Numba makes the fix nearly syntactic — swap the combo loop's range for prange:

@njit(parallel=True, cache=True)
def nb_sweep_all(close, params, fee):
    N = params.shape[0]
    totals = np.empty(N, dtype=np.float64)
    ntrs = np.empty(N, dtype=np.int64)
    for k in prange(N):                    # threads across combos
        t, ntr = nb_sweep(close, params[k, 0], params[k, 1], params[k, 2],
                          params[k, 3], params[k, 4], params[k, 5], fee)
        totals[k] = t
        ntrs[k] = ntr
    return totals, ntrs

Because nb_sweep is nopython-compiled, it holds no GIL, and numba's threading layer fans the iterations across all 12 cores. The read-only close array is shared by all threads at zero cost.

0.32 s — 217.6x over pandas, 248.9 combos per second. The step over single-threaded M2 is about 6.2x on 12 cores (derived: 1.98/0.32), and the shortfall from "ideal 12x" is worth being honest about rather than hiding: the M2 Max's 12 cores are 8 performance + 4 efficiency cores, so the nominal ceiling was never 12x; the 80 combos have wildly unequal costs (a length-6 HMA is far cheaper than a length-200 one), so threads finish ragged; and each kernel call allocates its intermediate arrays from a shared allocator. Parallel speedups on real machines look like this.
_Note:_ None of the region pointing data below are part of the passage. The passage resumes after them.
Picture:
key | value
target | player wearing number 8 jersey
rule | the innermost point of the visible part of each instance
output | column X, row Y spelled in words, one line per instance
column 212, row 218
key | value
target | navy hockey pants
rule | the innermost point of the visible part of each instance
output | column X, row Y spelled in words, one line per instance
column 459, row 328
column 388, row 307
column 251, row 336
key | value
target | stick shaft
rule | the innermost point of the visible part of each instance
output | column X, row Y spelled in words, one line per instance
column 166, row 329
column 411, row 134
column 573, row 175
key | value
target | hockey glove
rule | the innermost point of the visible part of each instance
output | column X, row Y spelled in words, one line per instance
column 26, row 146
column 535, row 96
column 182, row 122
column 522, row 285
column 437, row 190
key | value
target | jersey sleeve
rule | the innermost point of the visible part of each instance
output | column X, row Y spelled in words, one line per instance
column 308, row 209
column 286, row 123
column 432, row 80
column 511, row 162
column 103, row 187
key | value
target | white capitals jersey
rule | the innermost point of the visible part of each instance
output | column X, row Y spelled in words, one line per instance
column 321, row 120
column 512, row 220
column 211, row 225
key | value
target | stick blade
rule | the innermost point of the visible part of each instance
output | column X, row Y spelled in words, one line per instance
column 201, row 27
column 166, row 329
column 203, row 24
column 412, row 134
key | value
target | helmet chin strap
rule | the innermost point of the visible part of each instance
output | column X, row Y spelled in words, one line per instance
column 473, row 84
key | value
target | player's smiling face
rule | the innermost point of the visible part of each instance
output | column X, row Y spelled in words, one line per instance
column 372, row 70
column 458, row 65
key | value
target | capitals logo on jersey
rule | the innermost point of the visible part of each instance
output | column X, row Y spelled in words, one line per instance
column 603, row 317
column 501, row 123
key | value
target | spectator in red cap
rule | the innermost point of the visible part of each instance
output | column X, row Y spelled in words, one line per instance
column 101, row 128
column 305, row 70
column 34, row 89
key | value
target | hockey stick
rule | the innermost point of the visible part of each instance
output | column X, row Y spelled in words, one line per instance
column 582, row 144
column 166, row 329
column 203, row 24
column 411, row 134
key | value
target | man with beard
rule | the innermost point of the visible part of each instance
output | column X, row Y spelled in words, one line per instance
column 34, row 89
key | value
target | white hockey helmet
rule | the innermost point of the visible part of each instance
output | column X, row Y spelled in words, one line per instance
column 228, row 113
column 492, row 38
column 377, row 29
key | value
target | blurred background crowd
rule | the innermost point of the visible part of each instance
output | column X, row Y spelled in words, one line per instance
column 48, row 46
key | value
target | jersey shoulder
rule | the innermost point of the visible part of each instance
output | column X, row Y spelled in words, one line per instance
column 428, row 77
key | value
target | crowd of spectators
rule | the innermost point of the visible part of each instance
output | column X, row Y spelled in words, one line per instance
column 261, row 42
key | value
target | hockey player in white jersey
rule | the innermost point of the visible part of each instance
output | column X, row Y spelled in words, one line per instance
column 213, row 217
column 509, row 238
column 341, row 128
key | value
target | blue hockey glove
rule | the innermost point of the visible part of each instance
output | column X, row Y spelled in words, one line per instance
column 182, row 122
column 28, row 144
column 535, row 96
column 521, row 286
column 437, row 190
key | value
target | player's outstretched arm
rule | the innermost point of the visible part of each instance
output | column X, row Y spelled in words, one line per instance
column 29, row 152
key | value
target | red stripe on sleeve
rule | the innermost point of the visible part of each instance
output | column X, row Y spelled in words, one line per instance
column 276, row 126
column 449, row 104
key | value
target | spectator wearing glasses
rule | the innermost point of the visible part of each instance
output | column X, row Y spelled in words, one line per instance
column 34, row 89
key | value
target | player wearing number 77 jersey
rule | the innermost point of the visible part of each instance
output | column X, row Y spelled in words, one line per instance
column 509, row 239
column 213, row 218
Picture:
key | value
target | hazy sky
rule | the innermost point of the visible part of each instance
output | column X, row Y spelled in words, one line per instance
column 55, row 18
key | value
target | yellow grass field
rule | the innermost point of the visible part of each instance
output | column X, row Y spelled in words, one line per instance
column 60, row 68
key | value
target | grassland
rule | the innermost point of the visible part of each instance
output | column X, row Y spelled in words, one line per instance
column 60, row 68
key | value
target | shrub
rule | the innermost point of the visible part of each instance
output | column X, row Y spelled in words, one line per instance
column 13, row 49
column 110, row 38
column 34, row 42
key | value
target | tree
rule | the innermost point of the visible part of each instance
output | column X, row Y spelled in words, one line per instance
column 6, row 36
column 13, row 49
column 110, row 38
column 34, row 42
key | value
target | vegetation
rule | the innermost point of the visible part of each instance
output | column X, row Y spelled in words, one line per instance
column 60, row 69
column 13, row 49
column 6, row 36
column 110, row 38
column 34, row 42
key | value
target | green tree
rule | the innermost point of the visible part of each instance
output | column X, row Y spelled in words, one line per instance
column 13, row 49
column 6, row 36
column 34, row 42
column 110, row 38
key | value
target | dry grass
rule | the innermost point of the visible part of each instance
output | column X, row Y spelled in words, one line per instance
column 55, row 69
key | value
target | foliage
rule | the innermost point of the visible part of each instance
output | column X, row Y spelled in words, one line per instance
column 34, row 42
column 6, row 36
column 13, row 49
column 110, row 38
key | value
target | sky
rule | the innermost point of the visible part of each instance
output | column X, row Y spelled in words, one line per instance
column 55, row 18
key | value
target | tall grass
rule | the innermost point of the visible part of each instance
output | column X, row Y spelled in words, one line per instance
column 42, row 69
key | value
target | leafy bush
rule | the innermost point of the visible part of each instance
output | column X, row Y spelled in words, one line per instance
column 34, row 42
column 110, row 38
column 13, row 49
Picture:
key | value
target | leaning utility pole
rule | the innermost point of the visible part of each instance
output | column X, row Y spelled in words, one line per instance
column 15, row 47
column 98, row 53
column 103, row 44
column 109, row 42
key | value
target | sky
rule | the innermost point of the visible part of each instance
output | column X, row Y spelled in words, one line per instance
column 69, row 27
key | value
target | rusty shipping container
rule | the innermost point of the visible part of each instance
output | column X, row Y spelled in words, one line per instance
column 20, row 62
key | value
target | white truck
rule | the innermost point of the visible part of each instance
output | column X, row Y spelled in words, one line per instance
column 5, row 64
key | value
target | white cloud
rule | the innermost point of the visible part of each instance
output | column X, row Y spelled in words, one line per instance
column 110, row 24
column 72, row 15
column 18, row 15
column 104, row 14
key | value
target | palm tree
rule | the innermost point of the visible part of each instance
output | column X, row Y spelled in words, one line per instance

Anyone quoting clean Nx-on-N-cores for heterogeneous tasks is measuring something synthetic.

Rung M4: a process pool for the last third — 0.23 s, 297.9x

The final rung replaces threads with processes — same compiled kernel, orchestrated by a ProcessPoolExecutor:

with ProcessPoolExecutor(max_workers=12, initializer=_init_worker,
                         initargs=(close,)) as ex:          # ship data ONCE
    list(ex.map(_warmup_worker, range(12 * 3)))             # JIT-warm every worker
    results = list(ex.map(_run_one_combo, grid, chunksize=1))

0.23 s — 297.9x over pandas, 340.9 combos per second. Read that throughput again: this laptop is now running roughly 340 full 150,000-bar backtests per second, each computing seven weighted moving averages and simulating tens of thousands of stateful trades.

The edge over prange is real but modest — about 1.4x (derived: 0.32/0.23) — and the plausible mechanics are scheduling and memory isolation: with chunksize=1 the pool hands out combos one at a time, so the ragged mix of cheap and expensive windows load-balances dynamically across the asymmetric cores, and each worker process gets its own allocator, sidestepping contention on the per-combo temporaries. We report these as mechanics consistent with the measurement, not as separately proven facts.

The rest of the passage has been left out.